A VERDADEIRA HISTÓRIA DO PARQUE VACA BRAVA (III)
As espécies identificadas foram sucupira-preta, pequi, jatobá-do-cerrado, caviúna-do-cerrado, baru, mutamba, pau-d'óleo, pau-santo, embiruçu-do-cerrado, jacarandá-canzil, caraíba, cascudo, peroba-rosa, garapa, jequitibá, jequitibá, cedro, barriguda, mulungu, jenipapo, jatobá-da-mata, jacarandá, ipê-roxo, ipê-branco, embiruçu-da-mata, ipê-amarelo, capitão-do-campo, vinhático-do-campo, sucupira-branca, pau-formiga. A ação do homem sobre a vegetação local descaracterizou violentamente a área, de forma que pouquíssimos exemplares remanescentes da tipologia vegetal primitiva puderam ser encontrados em 1995.
Tendo em vista a conformação topográfica da região, como área de convergência de ventos, por ser de baixa pressão atmosférica, e em virtude do alto adensamento construtivo e populacional dos setores da área de influência direta daquela área verde, a referida técnica desenvolveu um projeto de recomposição prevendo-se o plantio de 6.500 mudas de espécies nativas para, entre outros, permitir a melhoria das condições do micro-clima, recomposição paisagística, proteção do manancial.
Aspectos Legais
Estes aspectos foram estudados pelo Adv. Ricardo dos Santos, OAB/GO n. 9368, que demonstrou que a legislação ambiental aplicada à área de estudo, de acordo com as caracterizações físicas, biológicas e sociais apresentadas, assegurava ao Poder Público e à coletividade a incumbência de proteger, recuperar e preservar as áreas públicas e de preservação permanente existentes na "Quadra B".
Segundo o laudo daquele experto, as áreas de preservação da "Quadra B" foram estabelecidas pelas Leis de Zoneamento de Goiânia, tanto os artigos 2º e 3º da Lei n. 5735, de 29.12.80, como pelo seu sucedâneo, o art. 86 da Lei Complementar n. 031, de 29.12.94:
“Art. 86 - Consideram-se Áreas de Preservação Permanente:
I - As faixas bilaterais contíguas aos cursos d'água temporárias e permanentes, com largura mínima de cinqüenta (50) metros, a partir das margens ou cota de inundação para todos os córregos (...);
II - As áreas circundantes das nascentes permanentes e temporárias de córrego, ribeirão e rio, com um raio inicial de cem (100) metros, podendo o órgão municipal competente ampliar esses limites, visando proteger a faixa de lençol freático;
(...)
VI - Todas as áreas recobertas por florestas nativas, bem como cerrado ou savana, identificáveis e delimitáveis, de acordo com o levantamento aerofotogramétrico de julho de 1975, realizado pelo município e, também, aqueles identificáveis na Carta de Risco de Goiânia de 1991.

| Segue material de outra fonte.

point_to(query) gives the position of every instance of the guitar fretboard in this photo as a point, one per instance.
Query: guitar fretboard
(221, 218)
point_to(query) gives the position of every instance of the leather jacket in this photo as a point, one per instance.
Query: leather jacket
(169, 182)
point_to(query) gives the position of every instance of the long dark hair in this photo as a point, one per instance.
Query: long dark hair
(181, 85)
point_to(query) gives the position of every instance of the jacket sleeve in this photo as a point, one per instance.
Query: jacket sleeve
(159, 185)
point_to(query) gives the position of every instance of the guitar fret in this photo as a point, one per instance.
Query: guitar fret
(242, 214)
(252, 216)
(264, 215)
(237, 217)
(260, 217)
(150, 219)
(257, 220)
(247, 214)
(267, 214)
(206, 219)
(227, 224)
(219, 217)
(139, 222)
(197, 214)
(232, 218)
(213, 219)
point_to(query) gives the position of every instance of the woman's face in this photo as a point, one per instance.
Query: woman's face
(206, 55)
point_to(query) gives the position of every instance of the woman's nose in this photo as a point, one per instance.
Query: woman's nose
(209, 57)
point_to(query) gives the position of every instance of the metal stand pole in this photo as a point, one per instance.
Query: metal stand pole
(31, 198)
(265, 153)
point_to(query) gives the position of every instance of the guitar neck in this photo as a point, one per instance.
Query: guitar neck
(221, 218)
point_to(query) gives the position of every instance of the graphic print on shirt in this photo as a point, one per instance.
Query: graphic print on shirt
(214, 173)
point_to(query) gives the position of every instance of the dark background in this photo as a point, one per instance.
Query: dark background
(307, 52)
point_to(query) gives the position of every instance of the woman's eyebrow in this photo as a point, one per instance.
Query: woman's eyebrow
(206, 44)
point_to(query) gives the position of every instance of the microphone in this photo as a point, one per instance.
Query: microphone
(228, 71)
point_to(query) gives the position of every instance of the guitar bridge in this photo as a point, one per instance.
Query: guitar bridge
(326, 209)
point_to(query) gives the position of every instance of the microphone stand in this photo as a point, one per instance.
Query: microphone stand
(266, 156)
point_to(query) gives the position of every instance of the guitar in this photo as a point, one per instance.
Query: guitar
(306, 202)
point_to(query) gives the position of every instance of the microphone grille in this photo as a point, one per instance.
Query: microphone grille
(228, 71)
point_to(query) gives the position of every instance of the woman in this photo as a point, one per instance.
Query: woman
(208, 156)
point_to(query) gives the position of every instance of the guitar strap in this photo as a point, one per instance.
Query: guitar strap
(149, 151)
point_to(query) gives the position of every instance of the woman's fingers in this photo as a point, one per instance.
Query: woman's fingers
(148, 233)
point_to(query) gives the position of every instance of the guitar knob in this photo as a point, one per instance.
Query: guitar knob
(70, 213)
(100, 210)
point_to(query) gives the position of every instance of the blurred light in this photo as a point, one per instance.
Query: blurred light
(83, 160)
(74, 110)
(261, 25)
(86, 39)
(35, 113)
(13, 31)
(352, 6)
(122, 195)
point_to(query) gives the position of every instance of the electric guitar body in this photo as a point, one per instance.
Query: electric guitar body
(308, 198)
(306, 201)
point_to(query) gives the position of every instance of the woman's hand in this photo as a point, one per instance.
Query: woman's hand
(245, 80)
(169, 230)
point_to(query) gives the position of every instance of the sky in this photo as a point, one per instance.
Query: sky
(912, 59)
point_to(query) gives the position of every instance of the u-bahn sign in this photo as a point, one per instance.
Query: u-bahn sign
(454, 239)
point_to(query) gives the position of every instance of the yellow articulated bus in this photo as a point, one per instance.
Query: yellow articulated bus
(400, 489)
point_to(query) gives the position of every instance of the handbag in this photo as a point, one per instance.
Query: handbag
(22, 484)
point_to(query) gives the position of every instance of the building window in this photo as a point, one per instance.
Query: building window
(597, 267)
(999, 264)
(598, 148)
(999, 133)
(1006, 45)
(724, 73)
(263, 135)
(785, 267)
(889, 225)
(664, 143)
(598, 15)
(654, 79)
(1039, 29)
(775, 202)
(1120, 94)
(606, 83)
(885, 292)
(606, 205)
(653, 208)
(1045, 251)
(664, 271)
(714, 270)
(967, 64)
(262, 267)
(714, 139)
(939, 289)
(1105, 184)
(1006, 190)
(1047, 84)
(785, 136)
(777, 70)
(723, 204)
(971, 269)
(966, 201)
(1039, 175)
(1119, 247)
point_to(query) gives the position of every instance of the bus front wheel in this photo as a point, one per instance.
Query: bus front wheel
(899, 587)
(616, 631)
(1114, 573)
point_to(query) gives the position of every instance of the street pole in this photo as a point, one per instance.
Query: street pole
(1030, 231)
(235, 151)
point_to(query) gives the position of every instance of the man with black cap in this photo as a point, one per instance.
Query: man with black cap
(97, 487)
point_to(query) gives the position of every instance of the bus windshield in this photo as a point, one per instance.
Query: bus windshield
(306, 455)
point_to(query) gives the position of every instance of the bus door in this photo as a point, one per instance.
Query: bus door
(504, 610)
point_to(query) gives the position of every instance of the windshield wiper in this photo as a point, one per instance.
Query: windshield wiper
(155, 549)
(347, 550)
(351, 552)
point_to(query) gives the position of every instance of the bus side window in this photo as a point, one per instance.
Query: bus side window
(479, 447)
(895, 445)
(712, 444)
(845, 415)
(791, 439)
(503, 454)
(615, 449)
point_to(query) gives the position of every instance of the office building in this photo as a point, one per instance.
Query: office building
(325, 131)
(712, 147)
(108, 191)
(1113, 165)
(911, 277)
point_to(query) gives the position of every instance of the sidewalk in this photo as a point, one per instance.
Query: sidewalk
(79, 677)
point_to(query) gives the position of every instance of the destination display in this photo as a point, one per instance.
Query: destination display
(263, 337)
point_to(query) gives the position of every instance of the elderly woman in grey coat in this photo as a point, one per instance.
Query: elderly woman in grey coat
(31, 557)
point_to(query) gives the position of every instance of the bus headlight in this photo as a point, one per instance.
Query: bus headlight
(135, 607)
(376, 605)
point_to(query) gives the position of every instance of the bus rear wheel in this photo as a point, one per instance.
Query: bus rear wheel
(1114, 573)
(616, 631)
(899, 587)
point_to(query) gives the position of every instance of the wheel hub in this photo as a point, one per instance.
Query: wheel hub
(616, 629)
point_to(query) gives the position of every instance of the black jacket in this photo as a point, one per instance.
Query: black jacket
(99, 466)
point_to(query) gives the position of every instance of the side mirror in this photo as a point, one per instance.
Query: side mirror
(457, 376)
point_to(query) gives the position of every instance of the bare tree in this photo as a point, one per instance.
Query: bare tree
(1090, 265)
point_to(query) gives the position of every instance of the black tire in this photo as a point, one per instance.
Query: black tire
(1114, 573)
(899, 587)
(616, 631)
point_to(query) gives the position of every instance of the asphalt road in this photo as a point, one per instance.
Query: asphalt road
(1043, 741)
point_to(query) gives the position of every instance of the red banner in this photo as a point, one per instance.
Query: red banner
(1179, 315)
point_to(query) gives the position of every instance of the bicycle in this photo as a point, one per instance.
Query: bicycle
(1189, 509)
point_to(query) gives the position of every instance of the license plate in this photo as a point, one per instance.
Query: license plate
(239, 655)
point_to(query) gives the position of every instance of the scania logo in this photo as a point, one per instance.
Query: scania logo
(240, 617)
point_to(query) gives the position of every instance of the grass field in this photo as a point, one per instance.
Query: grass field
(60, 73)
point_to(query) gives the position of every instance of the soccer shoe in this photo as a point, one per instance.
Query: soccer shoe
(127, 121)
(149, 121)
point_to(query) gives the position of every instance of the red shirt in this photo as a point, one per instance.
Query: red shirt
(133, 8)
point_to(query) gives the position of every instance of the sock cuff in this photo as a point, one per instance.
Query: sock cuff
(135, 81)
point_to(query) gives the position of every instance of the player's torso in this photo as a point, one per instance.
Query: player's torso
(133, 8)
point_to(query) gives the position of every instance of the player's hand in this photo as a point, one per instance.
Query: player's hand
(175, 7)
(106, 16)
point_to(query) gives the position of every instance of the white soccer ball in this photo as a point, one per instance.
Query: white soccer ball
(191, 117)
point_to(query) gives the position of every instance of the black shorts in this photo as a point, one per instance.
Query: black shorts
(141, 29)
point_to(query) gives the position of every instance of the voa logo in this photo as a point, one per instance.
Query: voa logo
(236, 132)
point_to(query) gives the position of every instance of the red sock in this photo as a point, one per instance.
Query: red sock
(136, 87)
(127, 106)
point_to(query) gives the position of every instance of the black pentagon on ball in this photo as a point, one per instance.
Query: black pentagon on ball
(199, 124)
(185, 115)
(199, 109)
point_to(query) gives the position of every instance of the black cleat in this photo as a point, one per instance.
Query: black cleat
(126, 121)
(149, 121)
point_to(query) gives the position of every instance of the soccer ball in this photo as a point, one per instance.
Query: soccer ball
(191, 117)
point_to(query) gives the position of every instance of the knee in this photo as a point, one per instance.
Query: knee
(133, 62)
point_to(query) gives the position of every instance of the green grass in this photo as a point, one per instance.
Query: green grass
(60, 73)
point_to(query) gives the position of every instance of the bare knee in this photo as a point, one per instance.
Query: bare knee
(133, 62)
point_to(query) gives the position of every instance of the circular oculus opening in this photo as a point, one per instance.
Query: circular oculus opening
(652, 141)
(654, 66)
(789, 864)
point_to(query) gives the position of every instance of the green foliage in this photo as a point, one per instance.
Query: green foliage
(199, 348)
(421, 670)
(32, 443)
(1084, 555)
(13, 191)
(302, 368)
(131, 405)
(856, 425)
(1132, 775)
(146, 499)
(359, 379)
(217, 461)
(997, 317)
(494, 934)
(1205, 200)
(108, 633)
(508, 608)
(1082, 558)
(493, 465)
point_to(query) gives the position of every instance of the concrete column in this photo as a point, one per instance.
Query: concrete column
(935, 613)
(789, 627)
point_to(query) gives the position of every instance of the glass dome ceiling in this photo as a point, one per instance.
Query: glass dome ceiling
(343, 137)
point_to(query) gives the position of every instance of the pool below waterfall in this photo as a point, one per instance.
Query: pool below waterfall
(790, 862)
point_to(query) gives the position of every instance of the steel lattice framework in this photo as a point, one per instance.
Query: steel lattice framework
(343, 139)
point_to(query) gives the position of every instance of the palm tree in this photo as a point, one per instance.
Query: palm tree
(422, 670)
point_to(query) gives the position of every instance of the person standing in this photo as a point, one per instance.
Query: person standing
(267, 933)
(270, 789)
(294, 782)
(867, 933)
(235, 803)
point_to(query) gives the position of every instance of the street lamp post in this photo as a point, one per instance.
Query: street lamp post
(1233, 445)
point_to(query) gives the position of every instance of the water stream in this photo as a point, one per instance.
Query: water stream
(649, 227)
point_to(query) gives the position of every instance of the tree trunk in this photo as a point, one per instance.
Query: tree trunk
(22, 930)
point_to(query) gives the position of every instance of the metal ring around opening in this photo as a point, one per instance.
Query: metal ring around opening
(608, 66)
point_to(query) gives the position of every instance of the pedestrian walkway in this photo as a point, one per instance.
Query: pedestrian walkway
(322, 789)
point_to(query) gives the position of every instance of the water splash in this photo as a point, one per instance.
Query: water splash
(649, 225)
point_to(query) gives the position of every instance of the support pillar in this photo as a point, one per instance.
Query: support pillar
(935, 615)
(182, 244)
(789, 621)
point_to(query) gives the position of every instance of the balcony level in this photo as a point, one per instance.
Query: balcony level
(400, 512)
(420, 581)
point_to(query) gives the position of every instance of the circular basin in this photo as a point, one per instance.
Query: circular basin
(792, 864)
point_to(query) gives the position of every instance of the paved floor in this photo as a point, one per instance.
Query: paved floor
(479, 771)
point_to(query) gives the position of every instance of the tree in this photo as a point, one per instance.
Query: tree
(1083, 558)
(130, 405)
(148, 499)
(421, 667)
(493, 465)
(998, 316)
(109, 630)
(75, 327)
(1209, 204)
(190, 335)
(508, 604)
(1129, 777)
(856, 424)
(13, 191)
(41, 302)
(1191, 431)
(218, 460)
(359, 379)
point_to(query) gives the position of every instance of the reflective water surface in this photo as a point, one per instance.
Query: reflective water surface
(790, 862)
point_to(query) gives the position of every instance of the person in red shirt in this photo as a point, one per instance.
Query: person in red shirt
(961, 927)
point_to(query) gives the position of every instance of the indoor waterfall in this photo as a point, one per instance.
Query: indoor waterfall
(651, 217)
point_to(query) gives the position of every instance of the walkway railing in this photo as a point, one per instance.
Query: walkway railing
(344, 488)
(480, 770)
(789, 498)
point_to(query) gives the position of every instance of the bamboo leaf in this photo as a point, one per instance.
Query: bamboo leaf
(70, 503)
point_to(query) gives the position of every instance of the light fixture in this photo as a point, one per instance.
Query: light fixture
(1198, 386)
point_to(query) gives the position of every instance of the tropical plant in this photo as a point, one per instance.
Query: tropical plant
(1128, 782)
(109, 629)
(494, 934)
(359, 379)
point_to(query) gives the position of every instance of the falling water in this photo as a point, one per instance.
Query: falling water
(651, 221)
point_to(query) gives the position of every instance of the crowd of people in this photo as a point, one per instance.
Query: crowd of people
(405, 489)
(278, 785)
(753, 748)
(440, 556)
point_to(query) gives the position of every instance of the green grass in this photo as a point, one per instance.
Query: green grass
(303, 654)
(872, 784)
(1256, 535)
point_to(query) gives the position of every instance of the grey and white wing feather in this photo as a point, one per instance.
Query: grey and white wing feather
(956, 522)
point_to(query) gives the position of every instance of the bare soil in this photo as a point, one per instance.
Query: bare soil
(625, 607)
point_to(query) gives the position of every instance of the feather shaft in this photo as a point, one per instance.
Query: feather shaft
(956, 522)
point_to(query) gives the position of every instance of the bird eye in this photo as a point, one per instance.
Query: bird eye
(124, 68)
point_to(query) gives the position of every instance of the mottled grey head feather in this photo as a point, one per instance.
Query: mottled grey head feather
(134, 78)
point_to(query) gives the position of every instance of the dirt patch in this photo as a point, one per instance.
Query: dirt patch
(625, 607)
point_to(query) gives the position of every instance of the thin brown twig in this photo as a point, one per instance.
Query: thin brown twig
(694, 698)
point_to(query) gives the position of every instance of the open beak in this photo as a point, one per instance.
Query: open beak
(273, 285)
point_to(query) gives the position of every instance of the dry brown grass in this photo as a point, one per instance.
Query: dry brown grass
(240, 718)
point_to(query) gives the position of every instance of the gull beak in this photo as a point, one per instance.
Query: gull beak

Parágrafo único - Serão ainda consideradas (...) as florestas e todas as demais formas de vegetação, quando declaradas por atos do Poder Público, destinadas a proteger o bem-estar geral (...)"
O parecer jurídico em pauta ressaltou, assim, que há uma obrigação do Poder Público em recuperar e reflorestar as áreas públicas de preservação permanente. Estas áreas existem ex vi legis do art. 2º do Código Florestal, correspondendo àquelas do art. 2º do decreto de loteamento da "Quadra B", com 21.962,44 m².
Aplicação da Lei do Fundo de Vale
Com relação às áreas de preservação permanente localizadas em propriedade particular, manifestou o citado laudo pericial que, de acordo com a determinação do art. 18 do Código Florestal, incumbe ao proprietário a promoção do reflorestamento e que o Poder Público Federal poderá fazê-lo, sem desapropriação, se não o fizer o proprietário.
Além disso, no Município há a Lei do Fundo de Vale (Lei n. 7043/91) que estabelece, "verbis":
Art. 1° - O Município, através da Secretaria do Meio Ambiente, fará, mensalmente, vistoria nas margens dos cursos d'água cuja vegetação considera-se de preservação permanente;
Art. 2º - Constatando-se desmatamento, a Secretaria comunicará ao proprietário ribeirinho, que este dispões do prazo de noventa (90) dias para fazer o plantio;
§ 1º - Decorrido este prazo, e não sendo atendido o estabelecido no caput deste artigo, o Município, sem prejuízo da aplicação do art. 26 do Código Florestal, efetuará a cobrança da multa no valor de 0,20 UVG por cada m² desmatado"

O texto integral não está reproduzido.